Respecto del Líder-Conductor, el Presidente tiene una desventaja y una ventaja. La desventaja es que ninguna infalible filosofía puede socorrerlo. El movimiento de la historia se rige por la contingencia y lo inesperado, y de la misma manera que en el 73 no vino el socialismo sino Videla, después de la década ganada retornó el neoliberalismo de la mano de Mauricio Macri. Y la ventaja es que a falta de cualquier confianza evolutiva se acentúa el arquitectónico protagonismo de la ductilidad política.

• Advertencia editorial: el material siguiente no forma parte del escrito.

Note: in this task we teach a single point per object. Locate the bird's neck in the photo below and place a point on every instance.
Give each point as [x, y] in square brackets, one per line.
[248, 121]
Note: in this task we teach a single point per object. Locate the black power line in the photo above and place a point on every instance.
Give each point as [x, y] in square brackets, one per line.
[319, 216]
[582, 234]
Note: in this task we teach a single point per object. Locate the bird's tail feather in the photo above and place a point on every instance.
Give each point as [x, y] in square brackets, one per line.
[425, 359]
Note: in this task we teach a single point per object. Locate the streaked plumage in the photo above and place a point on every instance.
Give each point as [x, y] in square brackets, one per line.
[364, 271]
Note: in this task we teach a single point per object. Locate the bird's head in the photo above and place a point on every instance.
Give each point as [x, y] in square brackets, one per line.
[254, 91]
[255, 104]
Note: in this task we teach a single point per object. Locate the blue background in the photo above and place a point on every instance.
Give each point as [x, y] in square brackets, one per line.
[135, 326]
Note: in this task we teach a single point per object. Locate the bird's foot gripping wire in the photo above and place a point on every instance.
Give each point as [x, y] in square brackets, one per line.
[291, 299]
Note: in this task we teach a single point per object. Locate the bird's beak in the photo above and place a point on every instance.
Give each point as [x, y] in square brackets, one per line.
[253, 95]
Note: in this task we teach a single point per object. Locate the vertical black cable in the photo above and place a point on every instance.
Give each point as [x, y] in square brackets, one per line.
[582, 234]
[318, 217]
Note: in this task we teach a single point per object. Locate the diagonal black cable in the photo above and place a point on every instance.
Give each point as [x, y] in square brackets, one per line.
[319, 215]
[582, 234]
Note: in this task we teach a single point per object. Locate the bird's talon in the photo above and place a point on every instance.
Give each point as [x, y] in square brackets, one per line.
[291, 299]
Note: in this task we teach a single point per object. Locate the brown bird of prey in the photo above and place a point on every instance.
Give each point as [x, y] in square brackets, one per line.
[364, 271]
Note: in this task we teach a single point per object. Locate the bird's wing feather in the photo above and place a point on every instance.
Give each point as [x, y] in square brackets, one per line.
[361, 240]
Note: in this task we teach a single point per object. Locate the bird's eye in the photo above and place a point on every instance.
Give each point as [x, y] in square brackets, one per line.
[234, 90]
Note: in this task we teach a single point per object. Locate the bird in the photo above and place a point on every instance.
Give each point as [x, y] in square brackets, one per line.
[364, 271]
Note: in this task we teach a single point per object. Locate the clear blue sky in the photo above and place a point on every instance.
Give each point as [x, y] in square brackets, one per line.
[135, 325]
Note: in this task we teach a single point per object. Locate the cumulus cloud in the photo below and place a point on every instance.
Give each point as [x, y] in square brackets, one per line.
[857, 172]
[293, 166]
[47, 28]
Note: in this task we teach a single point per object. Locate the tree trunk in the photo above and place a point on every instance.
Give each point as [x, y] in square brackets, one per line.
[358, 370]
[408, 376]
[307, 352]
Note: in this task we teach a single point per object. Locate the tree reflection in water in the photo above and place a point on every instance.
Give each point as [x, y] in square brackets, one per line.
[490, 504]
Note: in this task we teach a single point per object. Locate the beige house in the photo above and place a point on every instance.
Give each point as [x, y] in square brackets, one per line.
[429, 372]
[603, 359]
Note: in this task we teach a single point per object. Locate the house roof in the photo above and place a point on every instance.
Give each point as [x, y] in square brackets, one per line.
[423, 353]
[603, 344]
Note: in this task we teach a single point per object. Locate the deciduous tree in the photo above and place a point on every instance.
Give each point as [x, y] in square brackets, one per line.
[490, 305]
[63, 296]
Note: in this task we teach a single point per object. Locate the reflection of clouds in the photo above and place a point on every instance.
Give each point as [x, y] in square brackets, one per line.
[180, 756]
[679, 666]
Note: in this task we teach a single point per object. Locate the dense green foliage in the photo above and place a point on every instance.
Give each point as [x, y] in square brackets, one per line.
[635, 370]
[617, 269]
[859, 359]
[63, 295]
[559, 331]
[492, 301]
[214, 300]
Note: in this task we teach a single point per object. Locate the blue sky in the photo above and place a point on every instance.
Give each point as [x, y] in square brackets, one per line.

El delicado equilibrio entre un ímpetu emancipatorio que debe convivir con aquel que lo resiste y la vocación de diálogo con el distinto sabiendo que en algún momento rige el puro antagonismo. Una máxima del comunitarismo posible cabría enunciarse así. Una democracia donde hay mayorías y minorías (y por tanto litigio por el sentido, colisión de valores) pero donde lo que decide la mayoría pueda ser tolerable para la minoría.